Age of Egg Donor is a Vital Factor for Success

Egg donation is a method that is frequently used by those who are having problems conceiving on their own. When going through this procedure a lot of questions arise. One such question, and a very common one at that, is the question regarding the age of the donor. Along with many other factors, this is something that intended parents seek information about. So does the age of the person donating the eggs really matter? And how much does age effect the outcome of the egg donation?

As a matter of fact, the age of the donor does matter- and quite a lot so. During a certain period of a woman’s life the condition and quality of a her eggs are at their absolute best. All women are of course individuals, and this period varies from person to person. However, as a general rule, the period occurs in her twenties. This is the reason why all of the donors in our database are between 19- 30 years old. They are all in a generally good health condition and will go through a number of test, both medical and psychological, before they are accepted as egg donors.

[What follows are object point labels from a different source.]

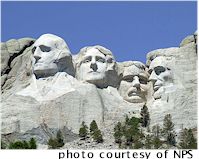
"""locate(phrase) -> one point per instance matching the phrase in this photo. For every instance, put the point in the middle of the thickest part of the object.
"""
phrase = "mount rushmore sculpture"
(45, 88)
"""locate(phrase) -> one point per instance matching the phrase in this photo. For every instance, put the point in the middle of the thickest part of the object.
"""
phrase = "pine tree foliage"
(93, 126)
(57, 142)
(118, 133)
(23, 144)
(83, 131)
(33, 144)
(187, 140)
(168, 130)
(97, 136)
(145, 118)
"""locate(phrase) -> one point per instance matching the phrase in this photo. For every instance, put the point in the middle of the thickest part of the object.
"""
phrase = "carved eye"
(99, 59)
(44, 48)
(128, 79)
(159, 69)
(33, 49)
(88, 59)
(150, 71)
(142, 80)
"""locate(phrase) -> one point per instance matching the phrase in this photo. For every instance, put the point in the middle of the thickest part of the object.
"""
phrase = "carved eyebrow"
(33, 49)
(45, 48)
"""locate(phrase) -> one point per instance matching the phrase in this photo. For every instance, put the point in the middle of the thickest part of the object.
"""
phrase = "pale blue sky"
(129, 29)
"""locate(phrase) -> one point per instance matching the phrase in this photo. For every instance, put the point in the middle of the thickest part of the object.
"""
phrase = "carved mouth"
(156, 87)
(134, 93)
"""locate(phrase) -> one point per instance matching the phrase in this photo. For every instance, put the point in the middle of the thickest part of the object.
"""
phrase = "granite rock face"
(92, 86)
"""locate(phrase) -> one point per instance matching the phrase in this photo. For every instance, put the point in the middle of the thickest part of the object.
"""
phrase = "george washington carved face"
(51, 55)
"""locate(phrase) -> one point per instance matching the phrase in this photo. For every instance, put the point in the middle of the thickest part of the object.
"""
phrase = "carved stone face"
(133, 87)
(47, 51)
(92, 67)
(160, 75)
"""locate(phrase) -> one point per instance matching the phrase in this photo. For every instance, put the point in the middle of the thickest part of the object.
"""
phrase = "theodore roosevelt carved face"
(133, 86)
(160, 75)
(51, 55)
(92, 65)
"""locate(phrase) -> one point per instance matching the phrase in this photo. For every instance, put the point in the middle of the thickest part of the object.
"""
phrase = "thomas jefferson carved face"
(93, 67)
(160, 75)
(133, 86)
(47, 51)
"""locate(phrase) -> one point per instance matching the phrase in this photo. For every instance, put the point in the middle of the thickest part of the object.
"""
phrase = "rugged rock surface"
(39, 107)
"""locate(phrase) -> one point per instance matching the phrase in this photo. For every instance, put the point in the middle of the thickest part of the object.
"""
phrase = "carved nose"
(136, 82)
(37, 54)
(93, 66)
(153, 76)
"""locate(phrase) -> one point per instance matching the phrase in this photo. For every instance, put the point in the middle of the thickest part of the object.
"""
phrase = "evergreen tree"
(131, 130)
(83, 131)
(156, 142)
(53, 143)
(144, 116)
(3, 145)
(156, 130)
(93, 127)
(32, 144)
(187, 139)
(97, 136)
(57, 142)
(168, 130)
(60, 139)
(17, 145)
(118, 133)
(148, 142)
(25, 145)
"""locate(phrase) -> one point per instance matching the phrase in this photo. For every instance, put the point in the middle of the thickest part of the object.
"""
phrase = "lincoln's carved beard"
(93, 67)
(133, 87)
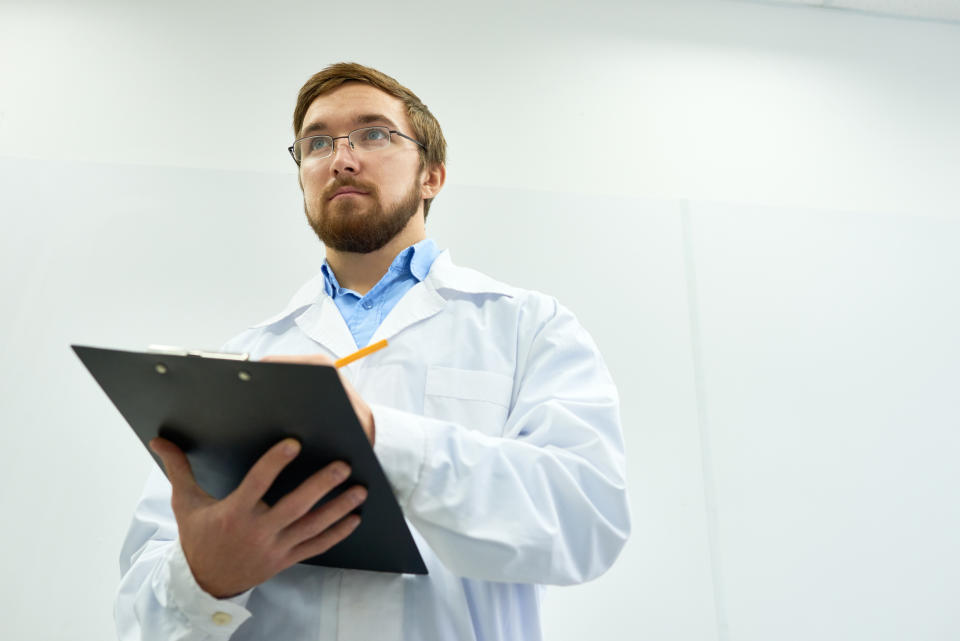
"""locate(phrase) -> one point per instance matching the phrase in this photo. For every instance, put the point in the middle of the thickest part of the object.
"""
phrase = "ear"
(432, 181)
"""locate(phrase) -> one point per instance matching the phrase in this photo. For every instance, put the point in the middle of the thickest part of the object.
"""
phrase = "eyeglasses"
(365, 139)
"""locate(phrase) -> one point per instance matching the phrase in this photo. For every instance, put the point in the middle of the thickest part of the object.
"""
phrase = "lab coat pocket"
(472, 398)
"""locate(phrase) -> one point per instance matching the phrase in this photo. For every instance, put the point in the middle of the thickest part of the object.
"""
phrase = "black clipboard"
(225, 413)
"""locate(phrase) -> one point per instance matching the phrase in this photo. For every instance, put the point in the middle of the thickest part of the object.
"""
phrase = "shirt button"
(221, 618)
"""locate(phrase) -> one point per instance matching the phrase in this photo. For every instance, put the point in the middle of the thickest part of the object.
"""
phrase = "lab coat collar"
(317, 315)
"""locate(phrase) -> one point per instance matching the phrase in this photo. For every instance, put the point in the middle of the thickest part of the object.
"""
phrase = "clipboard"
(225, 412)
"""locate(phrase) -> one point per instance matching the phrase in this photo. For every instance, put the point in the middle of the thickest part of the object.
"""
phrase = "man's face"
(357, 201)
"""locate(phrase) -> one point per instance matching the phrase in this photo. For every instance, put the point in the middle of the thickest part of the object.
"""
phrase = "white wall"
(767, 260)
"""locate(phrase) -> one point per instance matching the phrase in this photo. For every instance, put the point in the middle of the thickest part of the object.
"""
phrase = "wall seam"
(706, 459)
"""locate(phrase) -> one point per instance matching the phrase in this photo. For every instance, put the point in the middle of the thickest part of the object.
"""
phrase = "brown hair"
(426, 129)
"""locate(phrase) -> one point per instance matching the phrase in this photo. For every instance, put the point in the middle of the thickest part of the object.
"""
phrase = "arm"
(158, 598)
(545, 503)
(190, 560)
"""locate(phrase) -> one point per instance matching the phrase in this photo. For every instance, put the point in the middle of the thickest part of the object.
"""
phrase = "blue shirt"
(363, 314)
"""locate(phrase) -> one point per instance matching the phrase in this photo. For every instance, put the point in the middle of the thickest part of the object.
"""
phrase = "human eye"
(319, 143)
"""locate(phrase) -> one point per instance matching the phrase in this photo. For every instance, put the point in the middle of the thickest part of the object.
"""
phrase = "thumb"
(177, 467)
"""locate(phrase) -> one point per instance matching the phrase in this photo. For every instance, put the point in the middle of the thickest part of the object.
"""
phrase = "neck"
(360, 272)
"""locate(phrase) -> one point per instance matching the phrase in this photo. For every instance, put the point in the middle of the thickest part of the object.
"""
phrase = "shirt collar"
(415, 260)
(441, 274)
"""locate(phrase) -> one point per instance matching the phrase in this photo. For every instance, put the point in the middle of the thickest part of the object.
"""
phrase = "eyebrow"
(364, 119)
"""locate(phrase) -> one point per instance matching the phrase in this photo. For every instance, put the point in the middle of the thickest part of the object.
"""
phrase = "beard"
(351, 224)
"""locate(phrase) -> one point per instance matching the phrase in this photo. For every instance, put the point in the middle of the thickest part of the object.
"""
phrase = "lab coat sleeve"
(544, 503)
(158, 598)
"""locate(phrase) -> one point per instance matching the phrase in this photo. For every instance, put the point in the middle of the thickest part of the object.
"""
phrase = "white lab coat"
(497, 425)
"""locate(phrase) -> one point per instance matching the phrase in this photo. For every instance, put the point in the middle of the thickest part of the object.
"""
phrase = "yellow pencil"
(366, 351)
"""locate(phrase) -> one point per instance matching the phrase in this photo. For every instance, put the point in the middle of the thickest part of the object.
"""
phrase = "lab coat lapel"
(420, 303)
(323, 323)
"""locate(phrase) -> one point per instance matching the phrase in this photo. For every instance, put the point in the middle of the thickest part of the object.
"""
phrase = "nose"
(343, 158)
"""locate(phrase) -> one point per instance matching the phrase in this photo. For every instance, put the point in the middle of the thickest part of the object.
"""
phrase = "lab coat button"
(221, 618)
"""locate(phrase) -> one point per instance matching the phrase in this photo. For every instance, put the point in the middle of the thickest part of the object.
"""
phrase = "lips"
(344, 191)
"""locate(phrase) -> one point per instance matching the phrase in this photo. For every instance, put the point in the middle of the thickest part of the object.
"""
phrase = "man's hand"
(239, 542)
(360, 407)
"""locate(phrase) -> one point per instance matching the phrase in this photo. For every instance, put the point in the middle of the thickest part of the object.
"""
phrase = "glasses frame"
(334, 139)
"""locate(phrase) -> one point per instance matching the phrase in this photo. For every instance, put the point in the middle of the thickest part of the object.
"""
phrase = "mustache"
(348, 182)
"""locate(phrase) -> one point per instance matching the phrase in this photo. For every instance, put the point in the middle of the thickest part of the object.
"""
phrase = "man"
(491, 413)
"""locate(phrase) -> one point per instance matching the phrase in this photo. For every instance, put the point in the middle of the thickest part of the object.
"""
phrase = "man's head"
(390, 185)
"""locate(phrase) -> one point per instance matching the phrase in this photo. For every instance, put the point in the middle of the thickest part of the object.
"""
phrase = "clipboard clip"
(171, 350)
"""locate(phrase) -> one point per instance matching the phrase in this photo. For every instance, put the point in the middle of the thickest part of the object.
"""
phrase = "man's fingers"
(324, 518)
(176, 465)
(300, 501)
(326, 540)
(264, 472)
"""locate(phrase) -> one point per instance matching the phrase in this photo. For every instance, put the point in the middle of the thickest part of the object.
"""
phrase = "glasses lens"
(313, 147)
(370, 138)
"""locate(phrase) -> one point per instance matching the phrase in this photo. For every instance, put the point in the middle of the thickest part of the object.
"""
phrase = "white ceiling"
(938, 10)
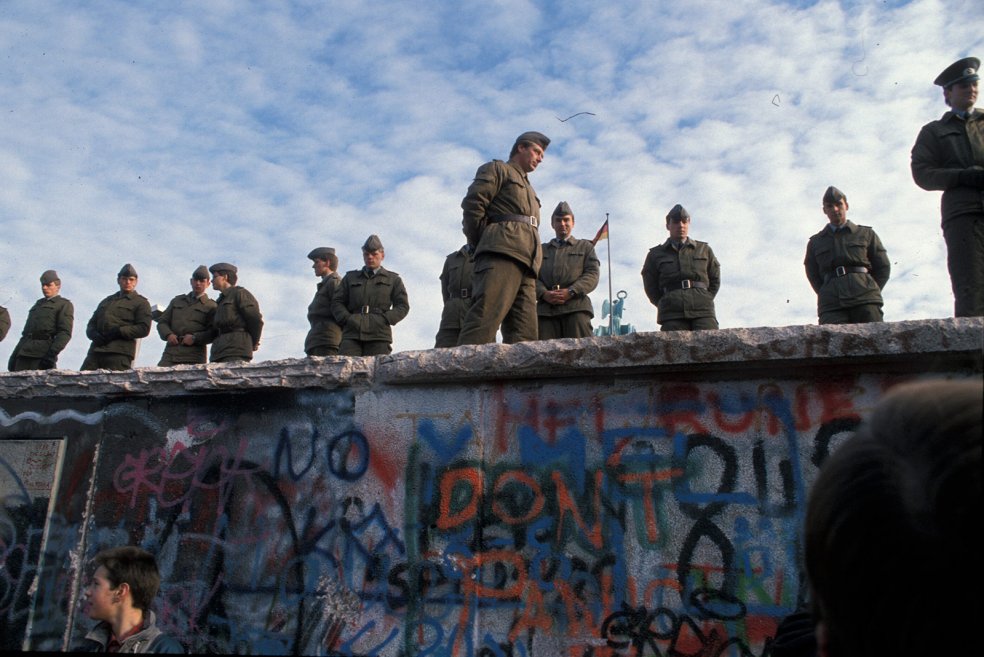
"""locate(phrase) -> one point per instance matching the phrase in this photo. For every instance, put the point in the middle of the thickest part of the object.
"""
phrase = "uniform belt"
(521, 218)
(686, 284)
(844, 271)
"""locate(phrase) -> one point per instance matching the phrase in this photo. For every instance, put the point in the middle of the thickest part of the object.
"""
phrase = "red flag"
(602, 233)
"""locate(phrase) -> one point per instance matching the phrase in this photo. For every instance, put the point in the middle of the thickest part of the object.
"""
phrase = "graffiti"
(641, 519)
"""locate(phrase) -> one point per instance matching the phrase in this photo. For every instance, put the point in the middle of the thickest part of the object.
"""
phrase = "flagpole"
(611, 303)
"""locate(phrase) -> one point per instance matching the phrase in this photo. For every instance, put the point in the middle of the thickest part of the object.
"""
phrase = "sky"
(173, 134)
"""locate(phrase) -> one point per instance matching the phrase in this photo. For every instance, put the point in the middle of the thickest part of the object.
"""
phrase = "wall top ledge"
(916, 344)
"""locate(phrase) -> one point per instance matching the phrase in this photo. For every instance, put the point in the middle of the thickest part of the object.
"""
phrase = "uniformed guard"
(238, 322)
(368, 303)
(4, 323)
(681, 277)
(119, 321)
(186, 323)
(501, 217)
(949, 155)
(456, 290)
(47, 330)
(569, 272)
(847, 266)
(325, 334)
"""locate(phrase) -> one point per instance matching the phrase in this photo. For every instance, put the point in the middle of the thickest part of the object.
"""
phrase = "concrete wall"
(636, 495)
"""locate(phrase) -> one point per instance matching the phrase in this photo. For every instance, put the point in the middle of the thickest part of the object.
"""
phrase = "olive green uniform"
(4, 322)
(119, 321)
(237, 326)
(46, 333)
(367, 305)
(682, 284)
(457, 292)
(572, 264)
(186, 314)
(501, 217)
(325, 333)
(847, 269)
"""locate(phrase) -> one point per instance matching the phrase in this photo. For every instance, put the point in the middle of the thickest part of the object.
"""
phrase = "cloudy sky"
(173, 134)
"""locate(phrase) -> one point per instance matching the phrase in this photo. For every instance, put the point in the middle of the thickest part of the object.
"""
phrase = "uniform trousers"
(350, 347)
(697, 324)
(569, 325)
(868, 312)
(503, 294)
(964, 237)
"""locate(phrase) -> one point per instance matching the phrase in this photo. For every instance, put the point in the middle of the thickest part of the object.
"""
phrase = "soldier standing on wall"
(119, 321)
(47, 330)
(456, 290)
(325, 334)
(569, 272)
(186, 323)
(238, 323)
(681, 277)
(368, 303)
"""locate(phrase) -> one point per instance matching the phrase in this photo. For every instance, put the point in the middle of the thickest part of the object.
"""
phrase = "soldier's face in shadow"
(678, 228)
(373, 259)
(127, 283)
(836, 212)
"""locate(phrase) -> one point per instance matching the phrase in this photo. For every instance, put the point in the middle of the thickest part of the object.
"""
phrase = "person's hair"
(892, 530)
(134, 566)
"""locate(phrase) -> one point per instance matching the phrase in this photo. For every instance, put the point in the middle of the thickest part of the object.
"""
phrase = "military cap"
(834, 195)
(321, 253)
(535, 137)
(372, 244)
(223, 268)
(965, 69)
(562, 209)
(678, 212)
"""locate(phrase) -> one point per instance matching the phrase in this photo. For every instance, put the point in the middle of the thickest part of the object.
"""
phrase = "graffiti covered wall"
(655, 511)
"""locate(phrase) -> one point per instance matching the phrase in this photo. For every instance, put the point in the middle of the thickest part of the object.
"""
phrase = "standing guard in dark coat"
(47, 330)
(681, 277)
(368, 303)
(847, 266)
(238, 323)
(119, 321)
(186, 323)
(949, 155)
(325, 334)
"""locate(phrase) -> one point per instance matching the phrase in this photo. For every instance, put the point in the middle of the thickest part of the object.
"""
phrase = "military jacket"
(4, 322)
(572, 264)
(48, 328)
(127, 312)
(367, 307)
(325, 331)
(501, 188)
(187, 314)
(666, 269)
(852, 246)
(942, 150)
(237, 325)
(456, 288)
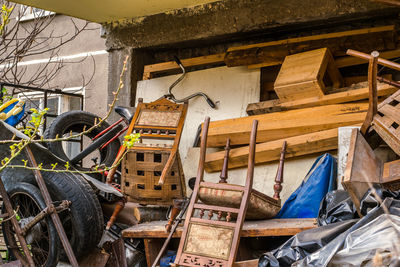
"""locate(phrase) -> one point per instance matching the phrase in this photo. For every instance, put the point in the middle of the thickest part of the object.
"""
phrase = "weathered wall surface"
(224, 20)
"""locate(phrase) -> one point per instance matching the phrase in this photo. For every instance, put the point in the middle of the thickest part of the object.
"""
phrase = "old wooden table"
(154, 233)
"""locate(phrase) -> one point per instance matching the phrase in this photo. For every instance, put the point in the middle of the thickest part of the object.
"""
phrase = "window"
(29, 13)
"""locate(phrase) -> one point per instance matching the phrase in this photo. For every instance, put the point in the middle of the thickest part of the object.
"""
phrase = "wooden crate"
(307, 75)
(142, 169)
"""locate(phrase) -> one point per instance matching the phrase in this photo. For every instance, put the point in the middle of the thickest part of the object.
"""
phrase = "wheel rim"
(37, 237)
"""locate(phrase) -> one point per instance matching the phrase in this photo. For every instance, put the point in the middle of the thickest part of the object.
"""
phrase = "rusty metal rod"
(373, 95)
(390, 82)
(49, 204)
(63, 206)
(14, 221)
(381, 61)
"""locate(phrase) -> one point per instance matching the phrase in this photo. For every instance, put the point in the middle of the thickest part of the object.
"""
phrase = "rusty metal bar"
(63, 206)
(14, 221)
(381, 61)
(49, 204)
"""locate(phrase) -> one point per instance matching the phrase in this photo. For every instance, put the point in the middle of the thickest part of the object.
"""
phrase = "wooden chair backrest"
(212, 241)
(160, 120)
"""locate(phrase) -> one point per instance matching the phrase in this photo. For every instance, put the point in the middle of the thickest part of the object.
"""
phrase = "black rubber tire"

So it is not only the age that matter when we select donors for our database. On the contrary, there are a number of factors that are taken into consideration. The donors have to be reliable and responsible, not have any psychological problems and be willing to accept the requirements that is associated with the egg donation program. Physically they are to be within normal range when it comes to height and weight and be free from diseases.


Age Limit of Egg Donors

At New Life we choose not to include egg donors over the age of 30 in our database. The reason for this is purely medical. It is commonly known that a woman’s number of follicles is determined by age. Or more to the point: it decreases the older she gets. After a woman reaches the age of 30 the number of follicles are going down and continues to do so until she reaches menopause. After a woman reaches a certain age the quality of the eggs produced is also known to go down. The lower quality might make it harder to achieve a successful pregnancy, or might even be the cause of miscarriages. Since we want to give our intended parents the best possible chances, New Life only work with egg donors within the specified age range. We are aware that a treatment like this is a huge commitment and that it comes with a significant cost for the intended parents, so it is only natural that we want to provide them with the best options available.

There is yet another factor that can make women over 30 less suitable as egg donors. Studies show that the risks of genetic diseases in the child increases if the donor is older than 30. This is not something that intended parents or our agency want to risk, and therefore we choose to work with donors of a certain age.


Blinded by Age

Many intended parents are aware of the fact that the age of the donor affect the quality of the eggs. Due to this they often get blinded by the question of age. But it is important to understand that as long as the donor is within the recommended age span this factor is not the most crucial one. It actually does not matter if the donor is 20 or 27 years old- younger is not always better. The number of eggs and their quality is what is most important, and this is something that is individual from woman to woman. This is a factor that does not only change with age but can also vary from cycle to cycle.

To find out the status of the eggs of our donors we will perform examinations through ultrasound. These examinations will show the number of eggs and determine if the woman will be a good donor or not. We always encourage the intended parents to consider other factors as well and not focus too much about the age of the donor.


Intended Parents Can Choose Their Own Donor

Our policy about donor age does not mean that it is impossible to have an egg donor who is older than 30. At New Life Mexico we do not discriminate in this way, even if the donors in our data base are all in a specific age group. Sometimes the intended parents opts to select their own donor. It might be a friend or a member of the family, or another person that they feel is a good choice for them. If the donor selected by the intended parents is over 30 this does not cause any problems, she can still be used as a donor. However, the parents must then be aware of the heightened risks of an unsuccessful procedure and genetic diseases. One simply has to weigh the advantages of getting eggs from a personally selected donor against the possible risks that this might entail.